I am often reminded of this lately, as I hear that “gentle upbringing” is wrong and that parents need to take care so that their children are not too happy. It is being argued that it is wrong to give children as much love as Likhachov received in his childhood, because if you show attention, care and patience to them, creating for them a favorable psychological environment, then something bad will happen in their adult life when they discover that the world is not nearly as warm and kind, as it seemed in childhood. In other words, allegedly, the “greenhouse” atmosphere harms the upbringing. A child needs to be prepared from an early age for the vicissitudes of adulthood, for which purpose the parents need to expose him to negative experiences through strict discipline and all kinds of restrictions, punishments, etc.
I strongly disagree with this approach. In my opinion, the memory of a happy childhood is like Likhachov’s blanket. It shelters you from many terrible events. Sooner or later (rather sooner than later, since besides family there is also kindergarten, school, street etc.), any person will find out that the world can be evil and cruel. But without that reserve of love in childhood, a person, faced with evil will think that all life is evil and that there is nothing else in it, which makes it easy to conclude that there is no reason to live. Why be in this world if it is so badly arranged? But when you have this experience of a happy childhood, you understand: there is something to live and survive for, a place to return to.
There were times when I thought that maybe there is a point in “tough” upbringing? I thought that maybe it could be viewed as a vaccine, needed to make sure that the first blow of reality does not knock you off your feet? But with age, I am drawn to the conclusion that it is not necessary to go through this vaccination deliberately, because any child will still receive it, regardless of his parents’ efforts. Take for example the same old kindergarten where they force-feed you semolina while the other children call you names and tell on you. For a small child, this is not preparation for life, but life itself that he takes extremely seriously.
Generally speaking, the people sharing goodness with us are so few that one should not be afraid to overdose. And, unfortunately, many are afraid. Interestingly, sometimes such fears are based on pseudo-Orthodox concerns, purporting that since it is “through many persecutions that we must enter the kingdom of God”, we need to create these ‘persecutions’ for our children. In my opinion, this approach is a mixture of pride and stupidity. The world ‘lies under the power of the evil one’, and one way or another, this evil will sooner or later sting everyone. You do not need to add your own blows to what is already coming from every corner. On the contrary, it is our job to ensure that these blows of life are not too painful. Yes, it is impossible to keep a child locked up in a warm room all his life, but it is also impossible to put him out in a cold on purpose. We can’t be conservative with kindness; we can’t be “poking” our children out of “pedagogical” or, even worse, “Orthodox” considerations.
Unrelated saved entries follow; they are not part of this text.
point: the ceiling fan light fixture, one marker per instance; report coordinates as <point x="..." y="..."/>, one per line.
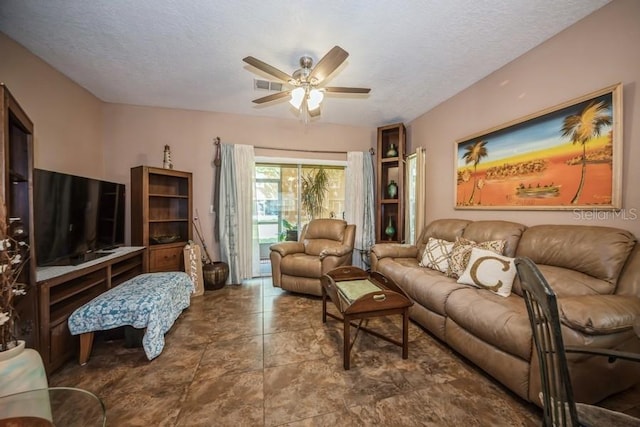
<point x="297" y="96"/>
<point x="315" y="98"/>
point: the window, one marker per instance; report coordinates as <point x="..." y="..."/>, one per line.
<point x="279" y="194"/>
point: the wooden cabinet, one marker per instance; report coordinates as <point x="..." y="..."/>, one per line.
<point x="390" y="183"/>
<point x="161" y="213"/>
<point x="66" y="288"/>
<point x="16" y="158"/>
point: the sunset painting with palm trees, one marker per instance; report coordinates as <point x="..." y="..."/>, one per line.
<point x="561" y="159"/>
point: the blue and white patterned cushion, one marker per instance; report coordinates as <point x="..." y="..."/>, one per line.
<point x="153" y="301"/>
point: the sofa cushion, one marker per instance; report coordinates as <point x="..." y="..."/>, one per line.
<point x="331" y="229"/>
<point x="566" y="282"/>
<point x="599" y="252"/>
<point x="429" y="288"/>
<point x="501" y="322"/>
<point x="436" y="254"/>
<point x="301" y="265"/>
<point x="445" y="229"/>
<point x="462" y="250"/>
<point x="489" y="270"/>
<point x="599" y="314"/>
<point x="510" y="232"/>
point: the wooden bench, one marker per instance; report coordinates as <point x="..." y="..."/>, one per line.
<point x="152" y="301"/>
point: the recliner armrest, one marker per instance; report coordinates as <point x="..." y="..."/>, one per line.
<point x="287" y="248"/>
<point x="335" y="251"/>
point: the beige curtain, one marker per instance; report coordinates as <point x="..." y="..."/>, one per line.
<point x="415" y="211"/>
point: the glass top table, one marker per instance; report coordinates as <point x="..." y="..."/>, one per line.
<point x="53" y="406"/>
<point x="359" y="295"/>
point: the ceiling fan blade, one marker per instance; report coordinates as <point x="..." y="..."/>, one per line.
<point x="281" y="75"/>
<point x="337" y="89"/>
<point x="328" y="63"/>
<point x="272" y="97"/>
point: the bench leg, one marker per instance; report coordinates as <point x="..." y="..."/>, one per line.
<point x="86" y="343"/>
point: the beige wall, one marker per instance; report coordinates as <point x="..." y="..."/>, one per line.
<point x="137" y="135"/>
<point x="601" y="50"/>
<point x="67" y="118"/>
<point x="77" y="133"/>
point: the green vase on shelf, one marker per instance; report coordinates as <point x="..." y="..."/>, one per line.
<point x="390" y="230"/>
<point x="392" y="152"/>
<point x="392" y="189"/>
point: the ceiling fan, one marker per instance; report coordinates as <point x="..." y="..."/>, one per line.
<point x="306" y="81"/>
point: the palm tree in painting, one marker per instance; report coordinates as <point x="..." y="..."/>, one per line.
<point x="474" y="154"/>
<point x="583" y="127"/>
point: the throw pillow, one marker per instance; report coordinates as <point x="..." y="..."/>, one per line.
<point x="462" y="250"/>
<point x="486" y="269"/>
<point x="436" y="254"/>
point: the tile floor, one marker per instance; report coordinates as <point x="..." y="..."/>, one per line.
<point x="253" y="355"/>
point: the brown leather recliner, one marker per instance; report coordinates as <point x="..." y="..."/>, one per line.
<point x="324" y="244"/>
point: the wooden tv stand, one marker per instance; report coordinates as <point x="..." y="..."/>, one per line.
<point x="62" y="289"/>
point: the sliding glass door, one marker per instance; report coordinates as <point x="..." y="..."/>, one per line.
<point x="283" y="195"/>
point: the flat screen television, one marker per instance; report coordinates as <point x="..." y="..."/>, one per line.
<point x="76" y="219"/>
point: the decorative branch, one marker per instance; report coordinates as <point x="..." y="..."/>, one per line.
<point x="197" y="226"/>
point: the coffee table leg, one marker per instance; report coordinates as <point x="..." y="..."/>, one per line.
<point x="324" y="306"/>
<point x="347" y="343"/>
<point x="405" y="334"/>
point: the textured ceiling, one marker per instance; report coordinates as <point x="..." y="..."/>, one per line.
<point x="413" y="54"/>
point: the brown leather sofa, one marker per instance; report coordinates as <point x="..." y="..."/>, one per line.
<point x="595" y="272"/>
<point x="324" y="244"/>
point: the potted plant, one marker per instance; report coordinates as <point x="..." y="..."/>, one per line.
<point x="314" y="192"/>
<point x="13" y="254"/>
<point x="215" y="273"/>
<point x="289" y="231"/>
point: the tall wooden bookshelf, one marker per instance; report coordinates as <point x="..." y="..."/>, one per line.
<point x="16" y="192"/>
<point x="161" y="215"/>
<point x="391" y="150"/>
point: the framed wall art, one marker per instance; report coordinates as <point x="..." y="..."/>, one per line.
<point x="563" y="158"/>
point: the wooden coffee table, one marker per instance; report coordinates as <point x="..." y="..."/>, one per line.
<point x="360" y="295"/>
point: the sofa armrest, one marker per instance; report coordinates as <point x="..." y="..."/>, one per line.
<point x="394" y="250"/>
<point x="287" y="248"/>
<point x="599" y="314"/>
<point x="612" y="355"/>
<point x="337" y="251"/>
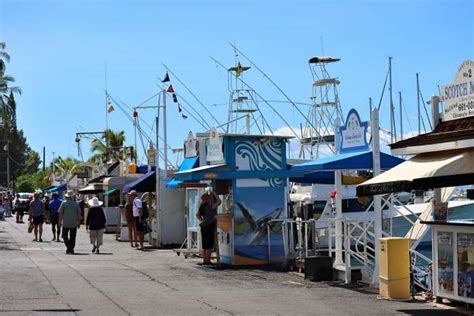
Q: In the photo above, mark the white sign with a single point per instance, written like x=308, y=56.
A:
x=151, y=155
x=214, y=147
x=190, y=146
x=353, y=133
x=458, y=97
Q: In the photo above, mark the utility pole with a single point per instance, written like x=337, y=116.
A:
x=418, y=102
x=393, y=130
x=401, y=117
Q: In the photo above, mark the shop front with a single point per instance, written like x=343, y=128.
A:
x=250, y=174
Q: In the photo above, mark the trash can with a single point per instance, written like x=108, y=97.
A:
x=394, y=268
x=318, y=268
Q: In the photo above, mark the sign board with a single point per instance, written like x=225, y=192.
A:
x=458, y=97
x=353, y=134
x=190, y=144
x=151, y=156
x=214, y=147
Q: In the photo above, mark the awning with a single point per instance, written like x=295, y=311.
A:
x=187, y=164
x=209, y=172
x=91, y=189
x=424, y=171
x=348, y=161
x=111, y=191
x=62, y=187
x=146, y=183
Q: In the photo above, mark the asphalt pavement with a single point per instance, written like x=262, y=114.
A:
x=39, y=278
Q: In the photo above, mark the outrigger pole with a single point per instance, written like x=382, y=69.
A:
x=283, y=93
x=274, y=110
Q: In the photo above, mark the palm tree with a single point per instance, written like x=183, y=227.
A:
x=109, y=147
x=5, y=79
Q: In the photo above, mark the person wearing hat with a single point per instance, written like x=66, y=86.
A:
x=37, y=216
x=137, y=210
x=95, y=223
x=70, y=220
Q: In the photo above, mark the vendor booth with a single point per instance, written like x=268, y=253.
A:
x=453, y=260
x=113, y=197
x=250, y=174
x=171, y=230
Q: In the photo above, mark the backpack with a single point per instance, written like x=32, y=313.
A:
x=145, y=213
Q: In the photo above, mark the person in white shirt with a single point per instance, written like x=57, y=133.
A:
x=138, y=217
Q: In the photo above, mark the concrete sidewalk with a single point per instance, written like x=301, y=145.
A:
x=39, y=278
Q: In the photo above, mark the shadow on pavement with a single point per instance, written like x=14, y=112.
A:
x=429, y=312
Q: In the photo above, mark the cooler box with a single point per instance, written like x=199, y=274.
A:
x=318, y=268
x=394, y=268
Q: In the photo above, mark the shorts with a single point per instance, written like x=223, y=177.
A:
x=208, y=234
x=38, y=220
x=138, y=224
x=54, y=219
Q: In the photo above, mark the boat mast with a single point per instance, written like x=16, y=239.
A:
x=324, y=111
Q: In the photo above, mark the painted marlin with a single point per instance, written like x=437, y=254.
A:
x=258, y=227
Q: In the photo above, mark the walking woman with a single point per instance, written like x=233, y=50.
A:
x=95, y=223
x=207, y=215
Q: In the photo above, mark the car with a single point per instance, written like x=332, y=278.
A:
x=24, y=198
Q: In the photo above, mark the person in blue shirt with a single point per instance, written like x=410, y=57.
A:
x=54, y=205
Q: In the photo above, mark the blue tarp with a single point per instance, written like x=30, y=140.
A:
x=348, y=161
x=62, y=187
x=187, y=164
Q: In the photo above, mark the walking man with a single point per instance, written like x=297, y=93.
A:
x=37, y=216
x=137, y=209
x=70, y=219
x=54, y=205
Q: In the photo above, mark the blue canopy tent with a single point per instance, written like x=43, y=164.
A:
x=59, y=188
x=147, y=182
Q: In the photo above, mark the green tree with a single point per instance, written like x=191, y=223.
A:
x=32, y=182
x=67, y=168
x=115, y=149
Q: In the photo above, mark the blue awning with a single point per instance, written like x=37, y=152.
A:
x=146, y=183
x=348, y=161
x=187, y=164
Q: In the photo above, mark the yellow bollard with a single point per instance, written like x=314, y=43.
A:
x=394, y=268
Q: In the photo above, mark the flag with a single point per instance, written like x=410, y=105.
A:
x=238, y=70
x=167, y=78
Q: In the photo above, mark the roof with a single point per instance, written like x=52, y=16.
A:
x=424, y=171
x=146, y=183
x=444, y=132
x=348, y=161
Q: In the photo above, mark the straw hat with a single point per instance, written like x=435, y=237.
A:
x=94, y=202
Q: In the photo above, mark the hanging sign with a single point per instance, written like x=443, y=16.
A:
x=214, y=147
x=151, y=156
x=353, y=134
x=458, y=97
x=190, y=146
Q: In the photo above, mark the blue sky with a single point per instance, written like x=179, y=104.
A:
x=59, y=50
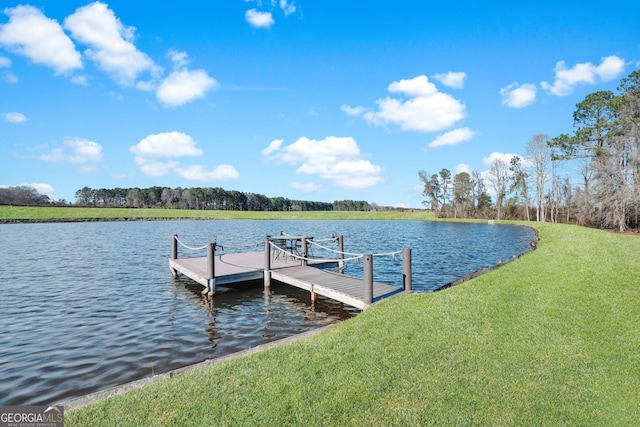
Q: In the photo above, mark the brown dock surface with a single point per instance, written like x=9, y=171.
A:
x=234, y=268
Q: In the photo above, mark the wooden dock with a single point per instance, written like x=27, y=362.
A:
x=289, y=264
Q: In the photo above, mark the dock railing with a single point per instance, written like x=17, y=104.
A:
x=287, y=246
x=366, y=257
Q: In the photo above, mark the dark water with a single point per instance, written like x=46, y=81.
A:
x=87, y=306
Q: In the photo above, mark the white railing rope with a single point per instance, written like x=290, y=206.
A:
x=189, y=247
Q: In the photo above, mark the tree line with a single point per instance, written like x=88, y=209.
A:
x=209, y=198
x=603, y=152
x=23, y=195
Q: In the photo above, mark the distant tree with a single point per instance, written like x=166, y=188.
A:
x=519, y=183
x=498, y=178
x=538, y=152
x=432, y=191
x=22, y=195
x=463, y=203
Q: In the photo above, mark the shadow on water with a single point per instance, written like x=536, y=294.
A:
x=89, y=306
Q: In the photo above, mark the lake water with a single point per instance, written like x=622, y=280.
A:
x=88, y=306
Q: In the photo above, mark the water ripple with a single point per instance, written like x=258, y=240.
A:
x=87, y=306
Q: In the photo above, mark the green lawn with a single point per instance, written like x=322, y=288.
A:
x=552, y=339
x=31, y=213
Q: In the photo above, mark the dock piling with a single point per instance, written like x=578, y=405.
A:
x=368, y=278
x=304, y=250
x=211, y=268
x=267, y=263
x=406, y=269
x=174, y=254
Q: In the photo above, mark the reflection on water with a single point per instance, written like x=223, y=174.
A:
x=87, y=306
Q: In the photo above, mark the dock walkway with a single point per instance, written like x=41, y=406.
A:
x=285, y=266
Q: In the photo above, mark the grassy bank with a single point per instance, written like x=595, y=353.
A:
x=552, y=339
x=44, y=214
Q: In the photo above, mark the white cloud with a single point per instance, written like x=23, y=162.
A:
x=353, y=111
x=335, y=159
x=505, y=157
x=273, y=147
x=178, y=57
x=305, y=187
x=152, y=149
x=15, y=117
x=453, y=137
x=75, y=150
x=167, y=144
x=31, y=34
x=418, y=86
x=184, y=86
x=155, y=168
x=452, y=79
x=199, y=173
x=259, y=19
x=110, y=42
x=287, y=8
x=462, y=167
x=585, y=73
x=427, y=110
x=518, y=96
x=41, y=188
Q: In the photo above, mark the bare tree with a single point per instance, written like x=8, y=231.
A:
x=538, y=152
x=498, y=179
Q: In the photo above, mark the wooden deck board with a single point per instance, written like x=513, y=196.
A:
x=233, y=268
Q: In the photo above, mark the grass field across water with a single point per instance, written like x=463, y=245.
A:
x=552, y=338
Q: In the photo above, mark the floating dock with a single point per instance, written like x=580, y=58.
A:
x=284, y=259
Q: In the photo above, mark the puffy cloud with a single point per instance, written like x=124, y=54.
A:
x=152, y=150
x=305, y=187
x=200, y=173
x=110, y=42
x=15, y=117
x=31, y=34
x=518, y=96
x=184, y=86
x=155, y=168
x=75, y=150
x=353, y=111
x=505, y=157
x=40, y=187
x=426, y=110
x=259, y=19
x=585, y=73
x=273, y=147
x=178, y=57
x=462, y=167
x=167, y=144
x=452, y=79
x=453, y=137
x=10, y=78
x=287, y=8
x=335, y=159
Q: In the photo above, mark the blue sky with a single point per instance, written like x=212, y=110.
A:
x=312, y=100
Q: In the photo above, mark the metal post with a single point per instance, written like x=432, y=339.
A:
x=174, y=246
x=211, y=267
x=267, y=264
x=304, y=251
x=406, y=269
x=174, y=254
x=368, y=278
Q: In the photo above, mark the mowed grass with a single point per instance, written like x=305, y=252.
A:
x=59, y=213
x=550, y=339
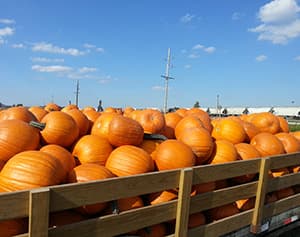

What we as parents can and should do is live a common life with our child, accept his problems and his achievements as our own, without trying to deprive him of the opportunity to make his own decisions. We need to understand that the best protection that we can give our children is our love and a family atmosphere.
By the way, one more reason why parents nag at their children is pagan thinking. It sounds strange, since we have not had paganism for a thousand years, but it has not gone very far and pops up every now and then. It seems to people that by scolding and punishing their child, they “ward off” trouble from him, as if they are deceiving the dark forces kind of saying, “You have nothing to profit off here; our child has already received his dose of suffering”. This happens, of course, not in consciousness, but deeper, at the level of vague experiences. These experiences were clearly expressed in the so-called “amulet names”, spread not only in Russia, but also in the West. Suppose the parents wanted the person to be kind, and gave him the name Malice, hence the surname Zlobin (malice = zloba in Russian). Or, let’s say, they wanted the child to live a long life, and they called him Death, hence the surname Smertin (death = smert’ in Russian). In Germany there is the surname Teufel (in German, Teufel means the devil). This represents the same pagan logic of warding off trouble by deceiving evil forces. All this has long been studied and described by scientists.
To this end, all of us, parents, should take a closer look at ourselves and the reasons why we are ready to scold our children and why in our attempts to avoid the so-called “greenhouse upbringing”, we sometimes deprive them of our love.